The Chanel show is always the most anticipated moment of Paris Fashion Week, so finding new ideas to wow audiences (and trend on social media) must be a constant head-scratcher for creative director Karl Lagerfeld.
Two years ago, the designer decided to endorse marriage equality and closed his couture show with two brides holding hands. The move was a beautiful tribute to same-sex love, though an odd one coming from a man who once spoke against gay marriage. But as the French say rudely, "Il n'y a que les cons qui ne changent pas d'avis" ("Only assholes never change their mind").
So when the designer staged a feminist fashion show for spring 2015, we rose a suspiscious eyebrow. Lesbian model Cara Delevingne opened the collection, which was an elegant take on "working girl" fashion: tweed pantsuits, flat shoes, and colorful '70s prints. It was a nod to the French feminist movement of the late '60s, the beginning of women's emancipation. For the show finale, the cast resurfaced and staged a mock demonstration --right on trend with the current political climate in France.

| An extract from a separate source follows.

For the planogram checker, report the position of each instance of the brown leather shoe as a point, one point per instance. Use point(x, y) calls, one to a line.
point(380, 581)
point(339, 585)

While Delevingne shouted out a confusing slogan ("What do we want?" "-Tweed!" "When do we want it?' "-Now!") into a megaphone adorned in padded lambskin, other models bore banners with such inspiring quotes as "Be Your Own Stylist," "Free Freedom," and "Make Fashion Not War" and marched to Chaka Khan's I'm Every Woman. Another banner read "Feminist but feminine," as if one prevents the other. The intention was good, but the message got lost. Where is the feminist statement there? Empowering women to make them spend more money on expensive clothes? And so much for equality, it should also be noted that among the cast of eighty models, only four were women of color. Let's change the Chanel!